Elle ne voulait pas de cet enfant qu'il avait conçu avec un autre. Cette tromperie qu'était sa personne ne lui renvoyait en image que son égo fracturé par le miroir de leurs âmes égarées. Il lui fallait sa présence, l'absinthe de son âme si morte.

Alors elle l'a ramené.

Il lui a suffi de glisser un simple mot dans un livre montré à la bonne personne pour qu'ils le ramènent à elle. Qu'ils ne fassent qu'un à nouveau. Pourtant il l'a encore trahis.

Par sa faute, il ne pouvait revenir sans mourir à nouveau. Il fallut donc qu'elle fasse des concessions pour l'avoir à nouveau. Elle lui a accordé à nouveau de pouvoir se lier avec celle qui compose son opposé.
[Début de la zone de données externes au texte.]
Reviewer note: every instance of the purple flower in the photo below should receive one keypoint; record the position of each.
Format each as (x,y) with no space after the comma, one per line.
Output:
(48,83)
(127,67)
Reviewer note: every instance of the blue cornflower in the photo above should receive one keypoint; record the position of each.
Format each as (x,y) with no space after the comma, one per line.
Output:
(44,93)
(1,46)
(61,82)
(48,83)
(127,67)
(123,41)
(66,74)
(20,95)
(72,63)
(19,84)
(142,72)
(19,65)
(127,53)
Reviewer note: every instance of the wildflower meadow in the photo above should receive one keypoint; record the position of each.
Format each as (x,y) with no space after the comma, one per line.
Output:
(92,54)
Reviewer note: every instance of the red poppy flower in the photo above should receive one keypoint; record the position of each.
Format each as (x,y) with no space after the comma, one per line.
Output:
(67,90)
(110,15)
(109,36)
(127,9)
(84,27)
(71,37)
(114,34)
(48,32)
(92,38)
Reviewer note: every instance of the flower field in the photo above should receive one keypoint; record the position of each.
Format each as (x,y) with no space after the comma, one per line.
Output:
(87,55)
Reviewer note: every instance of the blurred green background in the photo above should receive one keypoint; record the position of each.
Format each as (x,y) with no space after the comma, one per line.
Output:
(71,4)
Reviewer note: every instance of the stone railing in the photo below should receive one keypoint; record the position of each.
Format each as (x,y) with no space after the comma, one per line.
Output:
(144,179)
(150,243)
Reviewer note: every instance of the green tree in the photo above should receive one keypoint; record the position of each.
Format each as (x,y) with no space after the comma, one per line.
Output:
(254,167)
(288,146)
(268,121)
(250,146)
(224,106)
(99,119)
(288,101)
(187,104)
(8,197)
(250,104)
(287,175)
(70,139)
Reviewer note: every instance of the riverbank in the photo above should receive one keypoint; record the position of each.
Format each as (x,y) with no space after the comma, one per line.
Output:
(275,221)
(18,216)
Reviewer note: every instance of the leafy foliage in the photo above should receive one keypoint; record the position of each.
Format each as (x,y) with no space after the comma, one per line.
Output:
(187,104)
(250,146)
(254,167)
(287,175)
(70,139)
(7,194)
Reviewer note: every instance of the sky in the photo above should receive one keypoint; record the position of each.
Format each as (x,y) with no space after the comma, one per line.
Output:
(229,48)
Elle les a laissé jouer avec ce qu'ils ne comprenaient pas, ce qui les dépassaient, ce qui les transcendaient lui y compris. Il est revenu à la vie mais le lien qui l'unissait à elle s'est vu être rompu. Elle n'était plus rien pour lui. Elle était perdue sans lui à ses côtés, plus personne à qui tenir.

Puis il est arrivé.

Et elle a trouvé une nouvelle raison de vivre. Il avait déjà dix-huit ans quand il naquit. D'une seringa blanche pour âme, il a ravi la mienne. Car après tout, n'était-il pas sa plus digne descendance sans souillure ?

Il représentait toute sa vie, rebelle et sans soumission. Il était la meilleure partie de lui dans sa veste en cuir et son t-shirt rouge sang. Comme un phénix qui renaît de ses cendres, il a rallumé la flamme qui la maintenait en vie.

Phénix devait lui appartenir.

Tout comme Reaper avait été sien, son fils devait être à elle. Pourtant il n'en fut rien et la malédiction qu'avait engendré Reaper se perpétua sur cette sublime fleur au début de sa vie.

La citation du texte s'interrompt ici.